Митя с гневом покорился, упал на кровать (матрас с ощутимыми пружинами на брусках-ножках), закурил. В ответ в районе дивана (Вэлос и Дуняша) и письменного стола (Поль) загорелось еще три огонька, молодые голоса и смех сливались в бессмысленную мелодию. Обычно он делал что хотелось, и окружающие делали, что ему хотелось, но сегодня момент (выпить) был упущен. Да, в какой-то момент (свет погас?) вечер переломился не в ту сторону, настрой пропал, гнев остался, огоньки перемигивались, озаряя жадные губы, складывающиеся при затяжках в воздушные поцелуи, Вэлос рассказывал сказку не своим, глубоким и мужественным, голосом:

— …история идеальной любви, захватившей человека на исходе юности. Но она — допустим, Катя — уже не была свободна. Правда, жених ее, Платон, сидел в тюрьме — за пустячок: случайное убийство дровосека в горах…

— В Швейцарских Альпах, — пробормотал Митя.

— Ну да. Тамошний тиран — Генсек XIII — правил по народному египетскому обычаю: жизнь за жизнь. Платону грозила виселица.

— Нет, — возразил Митя. — По обычаю, его должны казнить так же: случайным выстрелом на охоте.

— Ты прав. Этот способ открывает больше возможностей для сюжета. Продолжаем. Я — дирижер, вы — импровизаторы. Дуняш, как познакомились Платон и Катя?

— Она была в красном сарафане, загорелая и босая, несла полные ведра вдоль цветущей изгороди, и яблони цвели. Он проезжал мимо в белом мерседесе.

— Может, лучше на лошади?

— Пожалуйста. Он скакал на арабском скакуне из манежа, где брал уроки верховой езды. „Милая девушка, — сказал Платон, — позвольте вам помочь“, — и спешился. Вода расплескалась от волнения, измочив сарафан и коричневые бриджи.

— Платон — военный?

— Нет, студент. Учится в Санкт-Петербурге по международному обмену. В тот же вечер они обручились.

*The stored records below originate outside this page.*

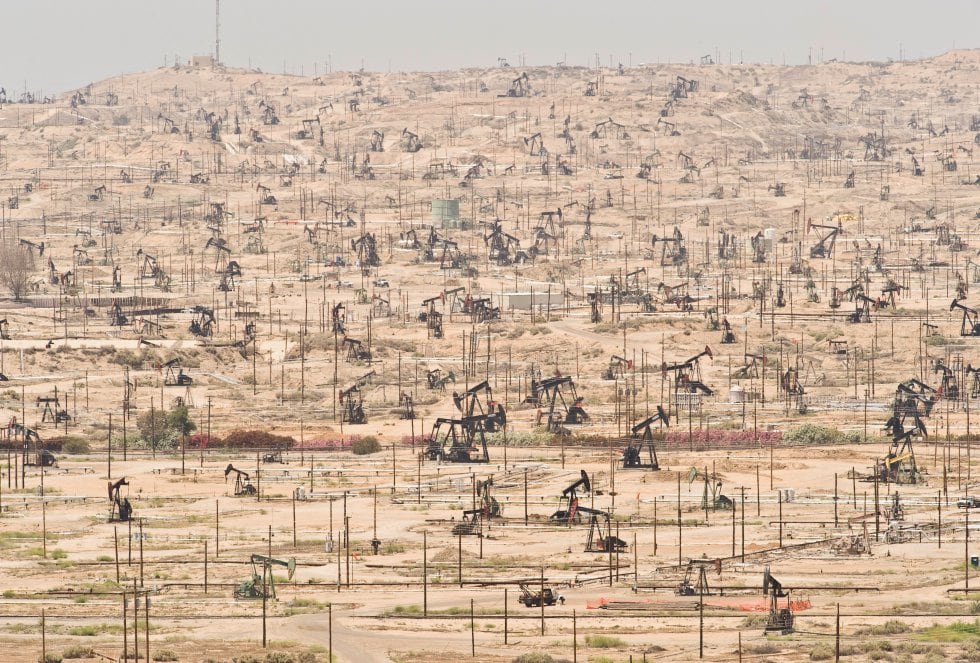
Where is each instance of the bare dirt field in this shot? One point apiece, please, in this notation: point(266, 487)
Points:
point(394, 340)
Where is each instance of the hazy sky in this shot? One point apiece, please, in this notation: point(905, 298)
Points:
point(56, 45)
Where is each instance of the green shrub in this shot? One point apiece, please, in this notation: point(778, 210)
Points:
point(604, 642)
point(534, 657)
point(75, 445)
point(366, 445)
point(814, 434)
point(822, 651)
point(279, 657)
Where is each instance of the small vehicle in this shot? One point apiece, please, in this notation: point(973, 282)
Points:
point(533, 599)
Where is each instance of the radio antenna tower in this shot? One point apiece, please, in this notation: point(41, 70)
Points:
point(217, 33)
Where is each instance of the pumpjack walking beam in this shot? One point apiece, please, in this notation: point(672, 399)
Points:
point(642, 439)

— Попрошу заострить внимание на этом моменте, — сказал Вэлос. — Тут возникает ближайший друг Платона Валентин, который и есть настоящий герой нашей истории. Полина, что происходит?

— Тебе лучше знать.

— Ну, напряги воображение, мы все соучастники.

— В честь знакомства они втроем пьют вино из одного стакана — и все перепутывается.

— Великолепно! А вот не захотела пойти в „Националь“. Откуда взялось такое вино?

— Из „Тристана и Изольды“. Или баба-яга наварила зелья. В общем, оно было всегда — из древнего духа Земли.

— Но откуда магическое вино в бедной хижине Кати?

— Его принес Валентин.

— С какой целью? Он еще не видел девушку.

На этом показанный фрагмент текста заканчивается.